Ziff Davis Pubs Push Lead-Gen Biz

VivekShah

Ziff Davis, the publisher of PC Magazine, sealed a deal Tuesday to acquire Focus Research, allowing the publisher to offer lead-generation to brands that want to advertise across its network of publications.

The publisher had offerings in CPM, CPC and CPA advertising solutions, but not cost per lead -- and that's a product marketers wanted, according to Ziff Davis CEO Vivek Shah. "It completes the overall picture for the company," he said.

The research firm has a library of mostly white papers and Webinars designed to inform IT decision makers about things like voice over Internet protocol (VoIP), networking, storage and security solutions.

That content, used to qualify interest from sites like ITManagement. com, ITSecurity.com, VOIPNews.com and InsideCRM.com, becomes the first step in the sales process. The leads are sold to the IT vendors. High-quality leads convert to sales. About a dozen Web sites feed the lead-gen platform and the database.
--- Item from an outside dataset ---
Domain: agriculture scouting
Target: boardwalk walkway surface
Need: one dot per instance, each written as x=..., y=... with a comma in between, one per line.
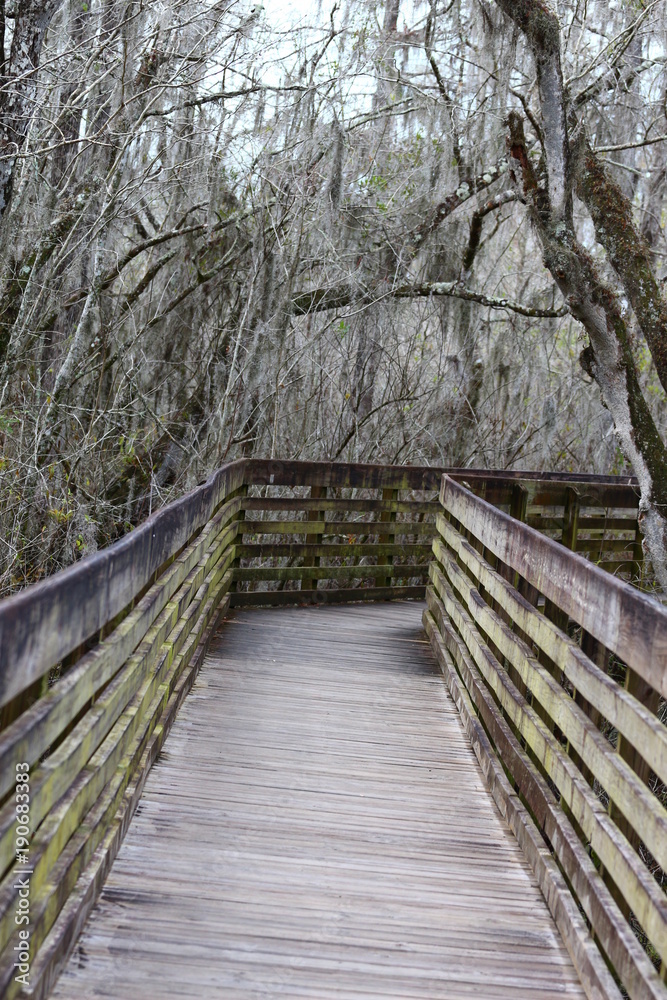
x=317, y=826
Focus Research, renamed "Ziff Davis B2B Focus," will operate as a stand-alone unit of Ziff Davis. The new business unit will continue to operate from its offices in San Francisco.

Shah had been looking at companies to purchase across the lead-generation and B2B space. He chose to acquire the company because of its digital content. The company also built a "quality" database that produced high response rates with low turnover. The 6-year-old company also has a "start-up vibe" that manages to generate "tens of millions in revenue" and is growing about "25% annually."

Apparently, Ziff Davis' emergence from bankruptcy continues to go well. Shah said before this acquisition, revenue for 2011 will rise by 50% compared with the prior year. With the acquisition, revenue enters the "triple digits." He estimates Web traffic on consumer sites will reach 13 million this month -- up from 12 million sequentially, and up 72% year-on-year.

The ad-targeting platform, BuyerBase, which launched in Q1 2011, now supports about half of Ziff Davis' advertisers.

As for mobile, Shah admits there's work to do. "I'm not sure we have figured out how to fully monetize on mobile, but we're working on it," he said. "If the iPad paid-app business proves profitable, we'll become more aggressive, but I've been on the fence about it."